We had another ultrasound this morning, and everything looks great. Both girls are now head down, so on the ultrasound, you can see two itty bitty heads right next to each other. Pretty neat. Fluid is still low and will be until we deliver, but Baby A is not showing any signs of distress.

This weekend we'll be celebrating Brady's 3rd birthday a little early with lots of family, friends, cake, and jumping around. (I hope to be Skyped in for some of the festivities.) Hope your weekend is as fun.
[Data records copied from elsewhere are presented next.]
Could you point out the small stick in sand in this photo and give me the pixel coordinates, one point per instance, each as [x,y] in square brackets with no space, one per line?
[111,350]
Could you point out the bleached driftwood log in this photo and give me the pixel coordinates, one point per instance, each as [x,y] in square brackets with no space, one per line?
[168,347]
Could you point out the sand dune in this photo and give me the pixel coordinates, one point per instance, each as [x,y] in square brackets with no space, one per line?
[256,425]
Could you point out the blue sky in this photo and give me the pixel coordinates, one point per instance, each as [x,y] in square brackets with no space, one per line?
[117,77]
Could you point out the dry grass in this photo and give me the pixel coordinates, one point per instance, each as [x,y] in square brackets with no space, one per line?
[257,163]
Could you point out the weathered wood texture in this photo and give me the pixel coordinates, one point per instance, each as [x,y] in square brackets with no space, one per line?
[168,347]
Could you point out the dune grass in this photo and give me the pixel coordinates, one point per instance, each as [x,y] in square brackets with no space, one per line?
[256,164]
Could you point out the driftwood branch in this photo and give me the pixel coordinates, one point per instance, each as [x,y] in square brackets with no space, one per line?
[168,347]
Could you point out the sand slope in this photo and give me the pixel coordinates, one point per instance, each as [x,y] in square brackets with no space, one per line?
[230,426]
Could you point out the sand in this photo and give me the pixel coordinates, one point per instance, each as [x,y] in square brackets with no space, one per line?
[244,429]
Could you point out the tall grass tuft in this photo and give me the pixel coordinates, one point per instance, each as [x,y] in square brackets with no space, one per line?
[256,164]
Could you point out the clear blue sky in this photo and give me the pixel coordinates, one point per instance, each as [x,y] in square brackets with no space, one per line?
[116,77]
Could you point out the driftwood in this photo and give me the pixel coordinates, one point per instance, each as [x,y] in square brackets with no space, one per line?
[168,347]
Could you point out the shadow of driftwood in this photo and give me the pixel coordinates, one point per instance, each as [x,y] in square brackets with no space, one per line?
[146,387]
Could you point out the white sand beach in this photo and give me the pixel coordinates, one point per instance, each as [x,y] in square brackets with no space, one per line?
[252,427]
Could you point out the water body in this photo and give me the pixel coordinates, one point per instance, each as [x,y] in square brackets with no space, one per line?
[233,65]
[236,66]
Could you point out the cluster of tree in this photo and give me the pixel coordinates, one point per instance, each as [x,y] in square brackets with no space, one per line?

We'll have another ultrasound Tuesday and get new measurements, so I'll report back after that ultrasound. More updates soon.

Tuesday, March 2, 2010

27 weeks, 5 days, with SNOW (again)

We're almost to a major milestone! All remains stable. Had another ultrasound this morning, and the girls both have good blood flow, are practicing their breathing, and are overall looking pretty good. Baby B is now stretched out with her head in my ribcage and her toes waaaaay down near my pelvis. This means she's occasionally kicking Baby A in the head. Poor Baby A. But I guess she better get used to it!

I asked today about how long they'd let us go until they deliver the babies. We'd been told before that they wouldn't let us go past 34 weeks, but today I was told that they *might* let us go to 35 weeks, but not past that point because the risk would be as great as the benefit. So I could have another 7 weeks in the hospital, plus recovery. Of course, that would mean the girls would have less time in the hospital, so that's good. I guess we'll see how it all goes! They'll make the call during the 33rd week, assuming I make it til then.

It's snowing again, and I wish I could get out in it. Can't believe the one winter it snows 3 times, I'm in the hospital! But when I get out of here, it'll be beautiful springtime, my favorite time of year. I told Shawn it's like I hibernated for the winter!

So, anyway, that's all that's going on today. More updates soon!